7 Responses to “Attacking delete and delete [] in C++”

  1. Matton 03 Jan 2007 at 10:20 pm

    Very nice post. Discussing it with a C++ guru of my acquaintance, though, raised the question of how often you actually see new[] in C++ written these days, given the myriad, generally better options afforded by the STL. If the answer is (as he claims) “not much,” it’s time to start banging on STL implementations, as hinted at by Thomas this morning over on Chargen :)

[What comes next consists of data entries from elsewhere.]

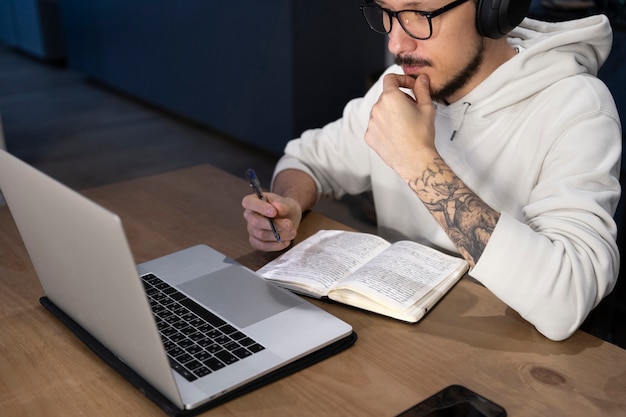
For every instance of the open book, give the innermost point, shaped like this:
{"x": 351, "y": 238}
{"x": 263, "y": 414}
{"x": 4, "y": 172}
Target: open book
{"x": 403, "y": 280}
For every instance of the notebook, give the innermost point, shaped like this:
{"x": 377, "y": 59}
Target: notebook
{"x": 92, "y": 284}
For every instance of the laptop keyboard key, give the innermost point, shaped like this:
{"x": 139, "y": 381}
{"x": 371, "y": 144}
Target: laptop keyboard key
{"x": 194, "y": 345}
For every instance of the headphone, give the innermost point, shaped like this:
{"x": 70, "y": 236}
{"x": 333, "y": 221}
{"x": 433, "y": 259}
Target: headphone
{"x": 496, "y": 18}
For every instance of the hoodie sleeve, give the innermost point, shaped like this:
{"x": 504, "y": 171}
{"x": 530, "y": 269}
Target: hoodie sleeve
{"x": 556, "y": 263}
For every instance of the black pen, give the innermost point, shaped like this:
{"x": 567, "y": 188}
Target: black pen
{"x": 256, "y": 186}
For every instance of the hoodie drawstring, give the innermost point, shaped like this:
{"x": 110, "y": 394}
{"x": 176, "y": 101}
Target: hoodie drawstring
{"x": 459, "y": 120}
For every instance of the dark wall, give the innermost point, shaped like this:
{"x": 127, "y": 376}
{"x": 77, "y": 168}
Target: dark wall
{"x": 258, "y": 71}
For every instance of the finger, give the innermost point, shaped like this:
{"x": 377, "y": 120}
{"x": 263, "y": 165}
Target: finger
{"x": 253, "y": 203}
{"x": 421, "y": 89}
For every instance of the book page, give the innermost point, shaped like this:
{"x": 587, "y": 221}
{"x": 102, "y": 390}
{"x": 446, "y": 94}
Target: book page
{"x": 324, "y": 258}
{"x": 402, "y": 274}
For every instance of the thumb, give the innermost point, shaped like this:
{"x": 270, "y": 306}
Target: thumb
{"x": 421, "y": 89}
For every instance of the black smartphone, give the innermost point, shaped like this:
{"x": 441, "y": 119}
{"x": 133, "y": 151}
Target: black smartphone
{"x": 455, "y": 401}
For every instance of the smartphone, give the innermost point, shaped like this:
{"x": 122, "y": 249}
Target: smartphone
{"x": 455, "y": 401}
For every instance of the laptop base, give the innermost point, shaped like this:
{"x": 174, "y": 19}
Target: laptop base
{"x": 156, "y": 397}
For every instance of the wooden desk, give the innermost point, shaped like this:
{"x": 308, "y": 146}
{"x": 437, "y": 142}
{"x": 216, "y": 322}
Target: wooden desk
{"x": 470, "y": 338}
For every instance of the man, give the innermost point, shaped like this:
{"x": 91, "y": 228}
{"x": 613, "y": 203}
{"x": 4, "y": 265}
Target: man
{"x": 505, "y": 150}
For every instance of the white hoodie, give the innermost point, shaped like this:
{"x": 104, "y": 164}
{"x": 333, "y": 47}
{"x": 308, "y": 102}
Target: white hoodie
{"x": 540, "y": 141}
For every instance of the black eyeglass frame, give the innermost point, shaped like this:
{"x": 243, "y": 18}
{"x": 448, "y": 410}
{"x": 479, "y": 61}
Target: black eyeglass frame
{"x": 428, "y": 15}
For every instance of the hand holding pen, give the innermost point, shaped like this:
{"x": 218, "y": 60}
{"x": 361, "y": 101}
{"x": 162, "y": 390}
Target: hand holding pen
{"x": 255, "y": 184}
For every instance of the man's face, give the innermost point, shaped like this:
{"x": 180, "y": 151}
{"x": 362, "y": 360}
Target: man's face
{"x": 452, "y": 55}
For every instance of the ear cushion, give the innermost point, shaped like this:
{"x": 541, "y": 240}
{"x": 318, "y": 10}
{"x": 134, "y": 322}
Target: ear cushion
{"x": 496, "y": 18}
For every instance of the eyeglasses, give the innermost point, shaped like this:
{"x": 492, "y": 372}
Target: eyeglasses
{"x": 417, "y": 24}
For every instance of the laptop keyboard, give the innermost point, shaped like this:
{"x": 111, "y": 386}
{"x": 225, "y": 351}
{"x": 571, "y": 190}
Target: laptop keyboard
{"x": 197, "y": 341}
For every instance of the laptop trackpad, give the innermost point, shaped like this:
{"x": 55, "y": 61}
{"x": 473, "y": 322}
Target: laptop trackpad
{"x": 239, "y": 295}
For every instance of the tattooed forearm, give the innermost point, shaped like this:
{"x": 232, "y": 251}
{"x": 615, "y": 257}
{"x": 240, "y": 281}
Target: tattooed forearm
{"x": 468, "y": 221}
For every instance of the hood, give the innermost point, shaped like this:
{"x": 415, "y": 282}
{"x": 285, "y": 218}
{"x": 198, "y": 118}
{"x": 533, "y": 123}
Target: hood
{"x": 548, "y": 52}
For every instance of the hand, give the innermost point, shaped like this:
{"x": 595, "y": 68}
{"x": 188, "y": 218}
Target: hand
{"x": 286, "y": 214}
{"x": 401, "y": 129}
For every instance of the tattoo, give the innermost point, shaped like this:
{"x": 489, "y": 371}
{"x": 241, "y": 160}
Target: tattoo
{"x": 468, "y": 220}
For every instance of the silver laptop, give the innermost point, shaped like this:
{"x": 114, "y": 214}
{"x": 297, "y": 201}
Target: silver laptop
{"x": 85, "y": 266}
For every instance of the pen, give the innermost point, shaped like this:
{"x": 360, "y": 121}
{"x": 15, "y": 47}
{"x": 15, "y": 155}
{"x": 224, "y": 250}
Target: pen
{"x": 256, "y": 186}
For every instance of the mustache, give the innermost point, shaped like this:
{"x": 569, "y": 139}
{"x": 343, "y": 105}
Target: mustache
{"x": 410, "y": 61}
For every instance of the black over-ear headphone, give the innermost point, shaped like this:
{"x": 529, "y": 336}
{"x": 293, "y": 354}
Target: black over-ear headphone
{"x": 496, "y": 18}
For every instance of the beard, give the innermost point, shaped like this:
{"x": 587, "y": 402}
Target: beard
{"x": 454, "y": 84}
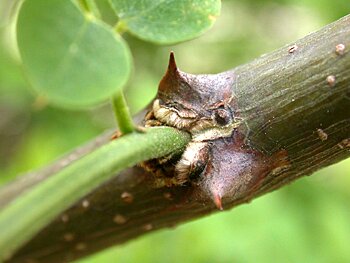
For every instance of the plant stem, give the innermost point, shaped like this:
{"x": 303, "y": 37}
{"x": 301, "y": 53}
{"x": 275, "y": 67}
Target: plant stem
{"x": 21, "y": 219}
{"x": 122, "y": 113}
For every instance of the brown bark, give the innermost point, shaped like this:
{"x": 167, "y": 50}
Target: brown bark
{"x": 296, "y": 98}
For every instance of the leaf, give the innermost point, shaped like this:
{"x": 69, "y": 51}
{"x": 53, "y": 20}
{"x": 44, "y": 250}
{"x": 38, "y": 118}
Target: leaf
{"x": 72, "y": 59}
{"x": 167, "y": 21}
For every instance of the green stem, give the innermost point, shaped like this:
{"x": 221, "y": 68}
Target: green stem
{"x": 25, "y": 216}
{"x": 122, "y": 114}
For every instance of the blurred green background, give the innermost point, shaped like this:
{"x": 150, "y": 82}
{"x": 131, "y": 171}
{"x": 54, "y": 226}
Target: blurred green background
{"x": 308, "y": 221}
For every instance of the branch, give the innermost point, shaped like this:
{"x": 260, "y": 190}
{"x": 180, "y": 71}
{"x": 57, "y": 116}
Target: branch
{"x": 296, "y": 98}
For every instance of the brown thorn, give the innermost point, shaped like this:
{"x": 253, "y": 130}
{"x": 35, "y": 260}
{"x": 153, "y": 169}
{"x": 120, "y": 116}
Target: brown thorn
{"x": 218, "y": 201}
{"x": 172, "y": 68}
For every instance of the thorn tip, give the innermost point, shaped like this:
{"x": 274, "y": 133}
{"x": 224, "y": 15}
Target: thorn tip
{"x": 172, "y": 64}
{"x": 218, "y": 201}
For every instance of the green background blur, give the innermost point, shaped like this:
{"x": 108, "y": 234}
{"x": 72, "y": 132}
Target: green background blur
{"x": 308, "y": 221}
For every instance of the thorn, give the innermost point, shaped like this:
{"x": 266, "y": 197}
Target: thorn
{"x": 217, "y": 201}
{"x": 172, "y": 64}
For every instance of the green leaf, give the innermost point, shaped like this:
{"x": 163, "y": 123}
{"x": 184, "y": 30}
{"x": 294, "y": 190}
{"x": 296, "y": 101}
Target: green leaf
{"x": 72, "y": 59}
{"x": 166, "y": 21}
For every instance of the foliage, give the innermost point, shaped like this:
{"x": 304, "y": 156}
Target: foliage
{"x": 75, "y": 59}
{"x": 305, "y": 221}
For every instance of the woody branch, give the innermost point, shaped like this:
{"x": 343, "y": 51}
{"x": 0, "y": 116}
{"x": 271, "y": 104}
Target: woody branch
{"x": 296, "y": 98}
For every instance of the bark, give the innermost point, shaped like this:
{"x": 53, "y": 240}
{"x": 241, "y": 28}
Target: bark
{"x": 296, "y": 98}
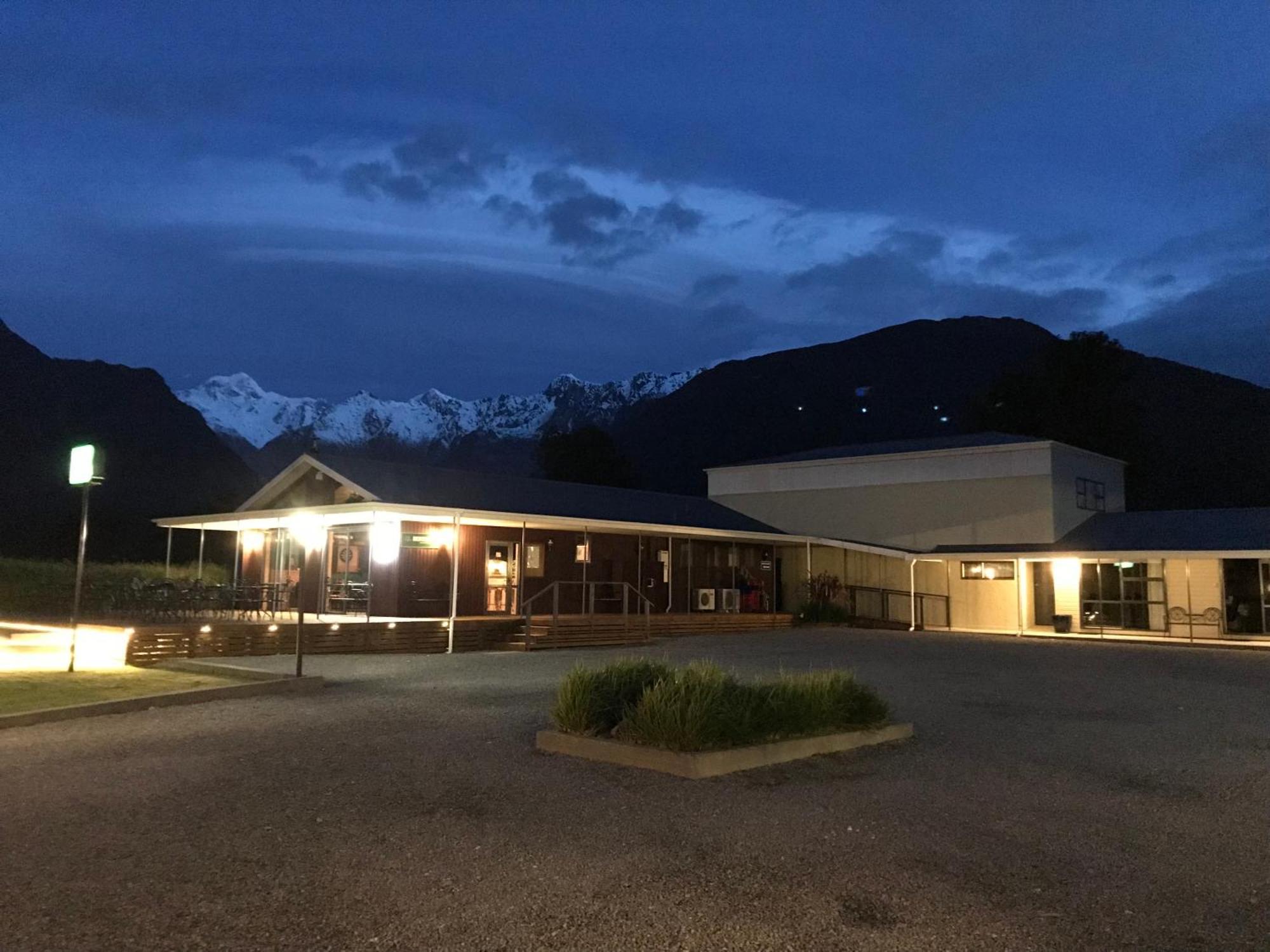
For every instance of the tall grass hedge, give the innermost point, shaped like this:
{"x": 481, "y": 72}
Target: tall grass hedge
{"x": 34, "y": 588}
{"x": 703, "y": 708}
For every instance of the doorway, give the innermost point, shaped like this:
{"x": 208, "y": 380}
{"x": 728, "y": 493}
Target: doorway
{"x": 502, "y": 577}
{"x": 1247, "y": 585}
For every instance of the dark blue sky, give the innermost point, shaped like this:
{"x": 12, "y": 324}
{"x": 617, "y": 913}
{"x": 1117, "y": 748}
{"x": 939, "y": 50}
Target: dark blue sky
{"x": 479, "y": 196}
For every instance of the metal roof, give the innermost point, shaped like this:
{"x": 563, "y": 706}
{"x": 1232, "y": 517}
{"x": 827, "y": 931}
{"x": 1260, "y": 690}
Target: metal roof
{"x": 410, "y": 484}
{"x": 1155, "y": 531}
{"x": 925, "y": 445}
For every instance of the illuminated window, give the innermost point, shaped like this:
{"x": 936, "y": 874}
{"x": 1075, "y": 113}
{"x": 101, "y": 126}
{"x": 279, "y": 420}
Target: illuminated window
{"x": 987, "y": 572}
{"x": 1092, "y": 494}
{"x": 534, "y": 559}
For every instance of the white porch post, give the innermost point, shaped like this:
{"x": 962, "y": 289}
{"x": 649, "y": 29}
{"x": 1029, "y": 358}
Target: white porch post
{"x": 454, "y": 585}
{"x": 912, "y": 595}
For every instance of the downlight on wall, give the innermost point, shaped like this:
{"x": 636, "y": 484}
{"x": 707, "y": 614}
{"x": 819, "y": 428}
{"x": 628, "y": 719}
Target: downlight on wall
{"x": 385, "y": 543}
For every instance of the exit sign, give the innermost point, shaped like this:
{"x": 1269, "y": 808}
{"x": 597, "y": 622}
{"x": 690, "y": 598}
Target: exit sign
{"x": 418, "y": 540}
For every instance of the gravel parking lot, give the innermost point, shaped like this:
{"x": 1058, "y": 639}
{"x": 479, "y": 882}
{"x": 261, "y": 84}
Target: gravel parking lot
{"x": 1059, "y": 797}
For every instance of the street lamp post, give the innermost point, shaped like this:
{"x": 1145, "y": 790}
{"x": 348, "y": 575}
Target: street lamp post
{"x": 86, "y": 472}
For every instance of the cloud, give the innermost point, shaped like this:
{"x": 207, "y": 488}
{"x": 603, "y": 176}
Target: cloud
{"x": 885, "y": 288}
{"x": 711, "y": 285}
{"x": 918, "y": 246}
{"x": 1240, "y": 144}
{"x": 1224, "y": 327}
{"x": 439, "y": 159}
{"x": 309, "y": 168}
{"x": 557, "y": 183}
{"x": 604, "y": 230}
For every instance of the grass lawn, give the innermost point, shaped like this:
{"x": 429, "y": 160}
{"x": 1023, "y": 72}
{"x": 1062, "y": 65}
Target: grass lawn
{"x": 35, "y": 691}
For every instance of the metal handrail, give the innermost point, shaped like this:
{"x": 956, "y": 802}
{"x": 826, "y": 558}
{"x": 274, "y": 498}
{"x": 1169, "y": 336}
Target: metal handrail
{"x": 643, "y": 604}
{"x": 852, "y": 593}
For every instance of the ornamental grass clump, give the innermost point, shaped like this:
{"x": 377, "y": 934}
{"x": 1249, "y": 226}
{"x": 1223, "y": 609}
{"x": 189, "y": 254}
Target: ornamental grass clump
{"x": 703, "y": 708}
{"x": 594, "y": 701}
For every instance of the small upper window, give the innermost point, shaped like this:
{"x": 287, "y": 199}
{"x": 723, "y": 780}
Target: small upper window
{"x": 987, "y": 572}
{"x": 1092, "y": 494}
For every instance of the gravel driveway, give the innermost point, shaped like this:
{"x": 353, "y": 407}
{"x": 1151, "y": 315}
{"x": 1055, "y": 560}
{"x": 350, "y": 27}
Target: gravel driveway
{"x": 1059, "y": 797}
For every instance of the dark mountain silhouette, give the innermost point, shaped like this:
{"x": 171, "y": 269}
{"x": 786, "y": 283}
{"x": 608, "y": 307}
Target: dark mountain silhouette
{"x": 1192, "y": 439}
{"x": 161, "y": 458}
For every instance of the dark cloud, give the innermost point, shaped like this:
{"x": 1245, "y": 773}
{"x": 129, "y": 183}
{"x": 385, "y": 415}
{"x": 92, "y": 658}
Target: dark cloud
{"x": 1241, "y": 144}
{"x": 883, "y": 288}
{"x": 1230, "y": 246}
{"x": 731, "y": 326}
{"x": 553, "y": 185}
{"x": 678, "y": 218}
{"x": 1224, "y": 327}
{"x": 577, "y": 221}
{"x": 309, "y": 168}
{"x": 711, "y": 285}
{"x": 511, "y": 211}
{"x": 1036, "y": 248}
{"x": 439, "y": 159}
{"x": 916, "y": 246}
{"x": 365, "y": 180}
{"x": 603, "y": 230}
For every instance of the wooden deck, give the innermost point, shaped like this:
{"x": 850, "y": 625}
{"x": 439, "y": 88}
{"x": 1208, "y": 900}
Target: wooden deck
{"x": 231, "y": 639}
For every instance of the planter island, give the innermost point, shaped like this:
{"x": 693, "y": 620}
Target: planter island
{"x": 699, "y": 722}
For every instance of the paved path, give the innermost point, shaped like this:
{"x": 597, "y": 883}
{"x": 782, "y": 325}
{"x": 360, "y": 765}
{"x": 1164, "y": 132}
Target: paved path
{"x": 1060, "y": 797}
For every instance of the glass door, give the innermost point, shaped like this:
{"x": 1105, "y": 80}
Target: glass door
{"x": 501, "y": 577}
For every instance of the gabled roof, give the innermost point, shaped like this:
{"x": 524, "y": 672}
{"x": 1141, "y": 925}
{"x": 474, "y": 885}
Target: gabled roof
{"x": 407, "y": 484}
{"x": 1160, "y": 531}
{"x": 924, "y": 445}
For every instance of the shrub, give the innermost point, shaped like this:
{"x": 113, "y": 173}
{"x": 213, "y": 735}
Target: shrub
{"x": 34, "y": 588}
{"x": 822, "y": 601}
{"x": 703, "y": 708}
{"x": 824, "y": 614}
{"x": 596, "y": 700}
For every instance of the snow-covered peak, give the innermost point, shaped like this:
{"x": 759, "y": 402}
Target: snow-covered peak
{"x": 238, "y": 407}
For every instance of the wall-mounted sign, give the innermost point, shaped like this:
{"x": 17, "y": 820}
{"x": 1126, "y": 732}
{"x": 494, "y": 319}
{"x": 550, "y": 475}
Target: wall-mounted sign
{"x": 420, "y": 540}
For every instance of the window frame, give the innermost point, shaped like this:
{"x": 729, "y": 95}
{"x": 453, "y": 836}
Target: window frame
{"x": 1005, "y": 571}
{"x": 1092, "y": 496}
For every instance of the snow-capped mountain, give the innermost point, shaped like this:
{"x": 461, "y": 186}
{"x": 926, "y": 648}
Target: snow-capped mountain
{"x": 238, "y": 407}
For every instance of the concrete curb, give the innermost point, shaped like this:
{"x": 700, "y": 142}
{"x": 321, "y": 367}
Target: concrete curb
{"x": 173, "y": 699}
{"x": 714, "y": 764}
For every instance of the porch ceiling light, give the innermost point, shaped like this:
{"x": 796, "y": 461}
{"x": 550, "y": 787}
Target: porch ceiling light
{"x": 441, "y": 536}
{"x": 308, "y": 530}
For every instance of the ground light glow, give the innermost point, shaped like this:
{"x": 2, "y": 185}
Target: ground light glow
{"x": 1067, "y": 572}
{"x": 43, "y": 648}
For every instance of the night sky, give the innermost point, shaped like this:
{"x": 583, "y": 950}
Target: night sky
{"x": 481, "y": 196}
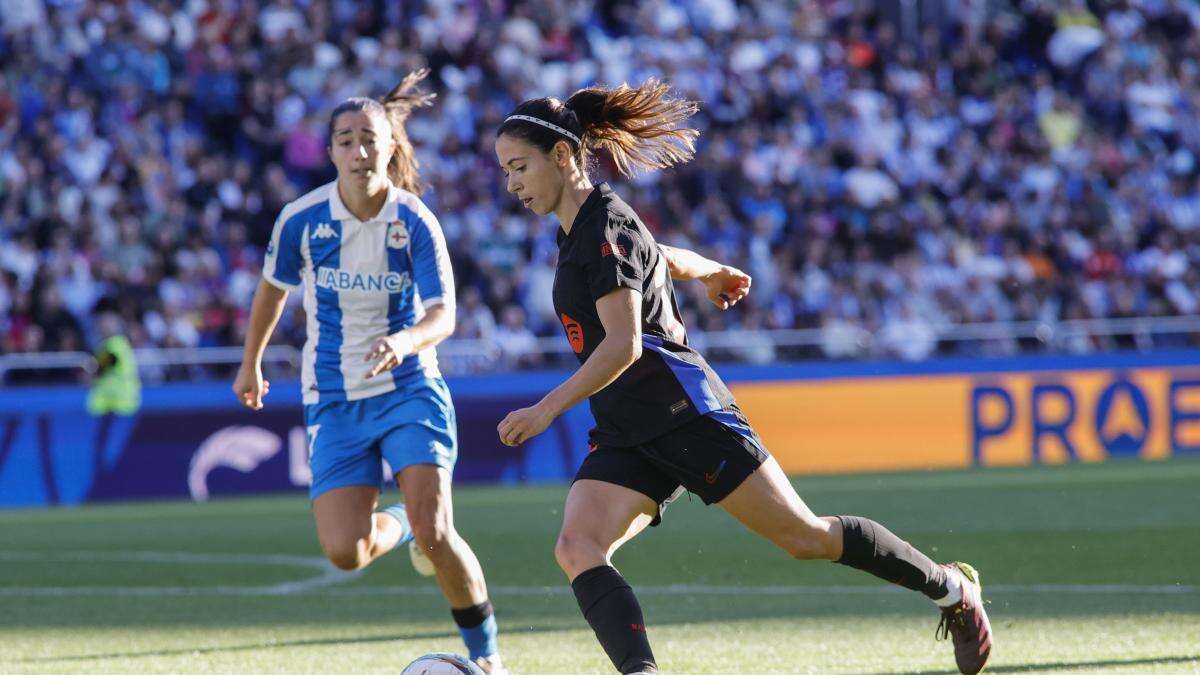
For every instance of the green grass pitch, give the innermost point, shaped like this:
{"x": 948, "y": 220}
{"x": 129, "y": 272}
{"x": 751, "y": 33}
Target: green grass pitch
{"x": 1087, "y": 568}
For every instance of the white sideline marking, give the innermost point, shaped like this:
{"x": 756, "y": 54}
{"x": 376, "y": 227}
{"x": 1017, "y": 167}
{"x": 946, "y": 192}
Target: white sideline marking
{"x": 328, "y": 577}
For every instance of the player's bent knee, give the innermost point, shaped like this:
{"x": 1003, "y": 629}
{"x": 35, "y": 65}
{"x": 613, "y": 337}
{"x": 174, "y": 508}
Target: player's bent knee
{"x": 576, "y": 554}
{"x": 433, "y": 535}
{"x": 348, "y": 555}
{"x": 808, "y": 544}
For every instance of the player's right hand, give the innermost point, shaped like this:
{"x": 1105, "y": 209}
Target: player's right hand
{"x": 250, "y": 387}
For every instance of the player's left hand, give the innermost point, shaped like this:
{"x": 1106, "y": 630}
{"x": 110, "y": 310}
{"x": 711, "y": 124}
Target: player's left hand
{"x": 522, "y": 424}
{"x": 726, "y": 286}
{"x": 388, "y": 352}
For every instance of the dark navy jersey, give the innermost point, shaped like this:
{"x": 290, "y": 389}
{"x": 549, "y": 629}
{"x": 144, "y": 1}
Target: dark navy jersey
{"x": 671, "y": 383}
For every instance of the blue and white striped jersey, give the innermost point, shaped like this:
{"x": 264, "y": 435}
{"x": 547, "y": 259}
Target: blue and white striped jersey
{"x": 361, "y": 280}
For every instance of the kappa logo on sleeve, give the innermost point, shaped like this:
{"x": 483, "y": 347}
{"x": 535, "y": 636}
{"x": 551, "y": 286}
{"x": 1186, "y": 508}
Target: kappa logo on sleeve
{"x": 574, "y": 333}
{"x": 606, "y": 250}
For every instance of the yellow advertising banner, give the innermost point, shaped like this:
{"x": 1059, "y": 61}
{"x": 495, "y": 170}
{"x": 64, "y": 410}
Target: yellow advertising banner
{"x": 912, "y": 422}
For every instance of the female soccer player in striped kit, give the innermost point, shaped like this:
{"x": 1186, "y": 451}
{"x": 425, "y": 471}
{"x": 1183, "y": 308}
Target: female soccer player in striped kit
{"x": 665, "y": 422}
{"x": 378, "y": 293}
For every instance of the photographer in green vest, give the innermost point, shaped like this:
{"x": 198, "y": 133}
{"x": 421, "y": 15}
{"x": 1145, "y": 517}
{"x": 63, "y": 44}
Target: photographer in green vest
{"x": 117, "y": 388}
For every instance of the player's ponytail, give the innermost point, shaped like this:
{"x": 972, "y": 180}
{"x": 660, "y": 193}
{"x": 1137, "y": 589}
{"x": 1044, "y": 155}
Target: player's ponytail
{"x": 397, "y": 105}
{"x": 640, "y": 126}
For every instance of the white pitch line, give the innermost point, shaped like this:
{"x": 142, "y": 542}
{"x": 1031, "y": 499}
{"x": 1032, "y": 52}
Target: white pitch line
{"x": 322, "y": 587}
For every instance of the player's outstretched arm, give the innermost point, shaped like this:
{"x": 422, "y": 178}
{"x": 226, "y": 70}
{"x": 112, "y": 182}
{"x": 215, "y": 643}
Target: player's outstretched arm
{"x": 725, "y": 285}
{"x": 436, "y": 326}
{"x": 250, "y": 387}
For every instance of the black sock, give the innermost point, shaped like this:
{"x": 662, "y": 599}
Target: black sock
{"x": 873, "y": 548}
{"x": 611, "y": 609}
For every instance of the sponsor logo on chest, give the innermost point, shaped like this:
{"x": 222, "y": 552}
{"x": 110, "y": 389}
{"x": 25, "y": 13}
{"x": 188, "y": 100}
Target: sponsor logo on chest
{"x": 382, "y": 282}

  2. Ben FrantzDaleon 03 Jan 2007 at 10:36 pm

    You make a good point, but overall I see this as yet another reason to use STL over C-style arrays. In my C++ code I essentially never call delete[] or delete or new[]; I sometimes call new but then hand the result off to an auto_ptr. In your example you have:

    int main(void)
        basebob *ba = (basebob *)   new bob[1024];
        delete ba;

    The C++ way to write this is:

    int main(void)
       std::vector <bob> ba(1024);
       dostuff(&ba[0]); // An admitted wart in the std::vector interface, but it does the job.

    In this C++ version, there is no way to mess up destruction. Even if dostuff throws an exception, we won’t leak memory. Of course, a problem with this is that dostuff(basebob* foo) might try to access foo[1], which is located at static_cast<void *>(foo) + sizeof(basebob) and not at static_cast<void *>(foo) + sizeof(bob). If we are allowed to change the signature of dostuff(), it could be even safer. The STL version, of course, would be:

    template <typename BasebobIterator>   void dostuff(BasebobIterator first, BasebobIterator last);

    Then we could call dostuff(ba.begin(), ba.end()); or if we had a bob* called bobptr, we could still use that by calling dostuff(bobptr, bobptr + 1024);

  3. Ben FrantzDaleon 03 Jan 2007 at 10:43 pm

    (The above post got mangled a bit (no preview?). In particular it ate the angle brackets. The std::vector is of type bob, the static_cast is to void*, and the templated function is templated on “typename BasebobIterator”.)

  4. jmon 03 Jan 2007 at 10:48 pm

    Sorry, our comment system is rubbish. :> When I get a chance, I’ll fix your comment and see if I can fix the system. At any rate, thanks for the feedback guys, and STL is definitely on our to-do list.

  5. markon 04 Jan 2007 at 3:39 am

    There is one pretty important detail we forgot to mention with regards to primitive types that I feel I should mention here. When arrays of primitive types are constructed, there is no count element preceding the objects in the block of memory allocated for the array. The reason for this is probably because no special destruction or construction needs to be done on those types, and so the count is not required. Therefore, using delete on an array of primitive types should work correctly, although I have yet to test it out.

  6. Alexon 11 Jan 2007 at 11:34 am

    I checked libsupc++ but didn’t find where delete[] is implemented. Could you point to a filename?

  7. jmon 11 Jan 2007 at 6:08 pm

    Sure, check out libstdc++-v3/libsupc++/ in the *vec_delete* functions.